The notion of the totality of evidence is to look at the broader picture, taking all information into account. Ivermectin is a good example. I and several other people firmly believe in its efficacy, yet the Cochrane review said it’s efficacy was equivocal and the Royal College of Emergency Medicine has dismissed it.

This link gives the FLCCC’s totality of evidence approach.

Van doing house move

 

Wheels:

It’s now snowing heavily. Me and the gingers check on the ranch, then wander back via the woods above the railway which are Narnia like compared to Tolkienesque yesterday. A whippet in a green coat comes bounding over to me. Jumping and wagging his tail. He remembers me.

My little split screen van did a full house move last week. Lock, stock and barrel: cooker; washing machine; double bed; settee. Not bad for a 55 year old bread bin on wheels. I’ve decided to keep it because no-one knows what’s going to happen to petrol and diesel over the next few years and maybe classic vehicles might be exempt. I spend an inordinate amount of time studying the ultimate lifestyle vehicle. It has to be 4wd for the ranch, I have to be able to camp in it and it has to a similar size to the van.

 

Rock & Roll

We had a sustained Rock & Roll weekend which began on the Thursday night when Gaz, Sam and I went to the open mic night at The Golden Lion in Tod. Rachel took us so I could relax and have an ale. I took just the little bass drum, snare and a ride cymbal and Tyler joined us on drums. We had some food before we played. By the time it was our turn to play I’d had one and a half pints so I was uncharacteristically flamboyant. We did three songs finishing with Swampland which is a blistering raucous affair. It’s about being close to the edge due to work, so apt, seeing as this was my first night out since finishing. I wrote it ages ago.

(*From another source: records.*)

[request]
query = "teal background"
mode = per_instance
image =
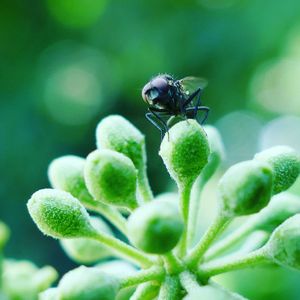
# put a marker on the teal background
(65, 65)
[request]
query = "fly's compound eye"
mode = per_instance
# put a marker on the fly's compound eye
(161, 84)
(150, 93)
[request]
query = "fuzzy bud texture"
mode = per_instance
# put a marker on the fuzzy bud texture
(66, 173)
(245, 188)
(88, 283)
(284, 244)
(86, 251)
(156, 227)
(58, 214)
(116, 133)
(185, 151)
(111, 178)
(285, 163)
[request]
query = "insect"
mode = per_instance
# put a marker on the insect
(170, 99)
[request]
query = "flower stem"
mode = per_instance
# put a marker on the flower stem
(188, 281)
(209, 236)
(144, 187)
(194, 209)
(153, 273)
(170, 289)
(147, 290)
(172, 263)
(226, 265)
(231, 239)
(111, 214)
(122, 249)
(185, 193)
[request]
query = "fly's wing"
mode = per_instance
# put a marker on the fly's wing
(190, 84)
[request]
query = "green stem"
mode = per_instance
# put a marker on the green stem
(172, 263)
(231, 239)
(122, 249)
(111, 214)
(189, 281)
(153, 273)
(144, 187)
(185, 193)
(1, 269)
(194, 209)
(170, 289)
(209, 236)
(145, 291)
(226, 265)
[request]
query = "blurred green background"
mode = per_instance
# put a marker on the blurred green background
(64, 65)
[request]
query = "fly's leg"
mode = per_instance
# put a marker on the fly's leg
(192, 110)
(197, 93)
(155, 118)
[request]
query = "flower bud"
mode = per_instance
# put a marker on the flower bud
(280, 208)
(4, 235)
(59, 215)
(49, 294)
(86, 251)
(284, 244)
(111, 178)
(24, 278)
(285, 163)
(185, 151)
(119, 269)
(212, 292)
(116, 133)
(88, 283)
(245, 188)
(217, 152)
(155, 227)
(66, 173)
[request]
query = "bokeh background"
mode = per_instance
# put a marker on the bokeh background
(64, 65)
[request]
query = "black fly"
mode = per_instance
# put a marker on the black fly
(169, 99)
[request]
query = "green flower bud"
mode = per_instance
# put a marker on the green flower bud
(284, 244)
(59, 215)
(185, 151)
(212, 292)
(49, 294)
(245, 188)
(24, 278)
(111, 178)
(116, 133)
(280, 208)
(88, 284)
(86, 251)
(66, 173)
(156, 227)
(119, 269)
(217, 152)
(285, 163)
(4, 235)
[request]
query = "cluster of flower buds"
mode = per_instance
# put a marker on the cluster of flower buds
(157, 253)
(21, 279)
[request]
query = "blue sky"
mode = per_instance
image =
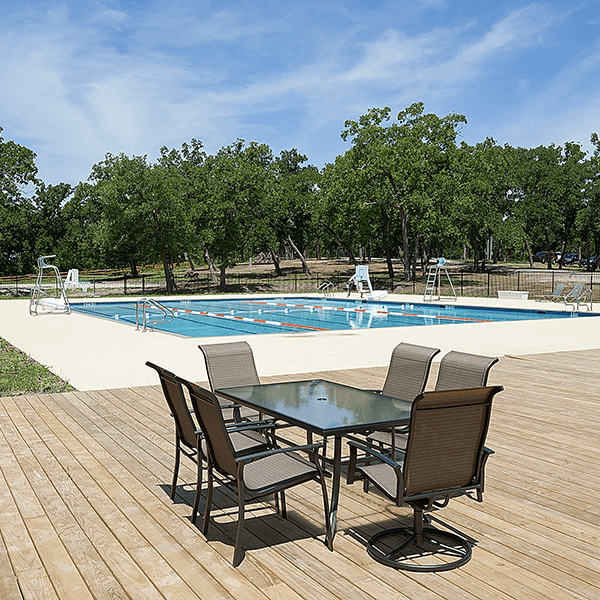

I come out of work and it’s already dark.
This path has lost its heart.
The road is blocked. The car park is blocked.
My head is blocked. Everything is blocked.
I’m in swampland.

It was funny because I’m thrutching about as if I’m Hendrix. My head is under a purple light, so I look like a cross between a beetroot and a boiled ham. I’m playing my tiny 5 watt hand-built valve amp and it sounds awesome and is loud enough to be heard in a fairly packed pub.

 

We have a boozy rehearsal on Friday, then we both play at The Ferret in Preston on Sat courtesy of wonderful Rico again. Fenny and Lez and Dawn are there in their band. It was great to see them. They’re doing R&B covers and more or less every song they do, I have on 7″ single.

We play first, then The Strange, with Tyler kindly drumming for us both. He’s in Bonham territory and is astonishing. They have new songs and are better than ever.

Back home, more ales and wines. That’s it for a while for gigs.

The next day, I’m playing my guitar again and thinking that maybe I should be learning some rustic pipe and slippers ballad. I’m messing about on the double bass in the front room and Sam joins in, and ends up playing Killing in the name of by Rage against the Machine. I look it up and learn to play it. What a splendid guitar part. What a lovely ballad. I can relate to the final line of the song…  Fuck you. I won’t do what you tell me.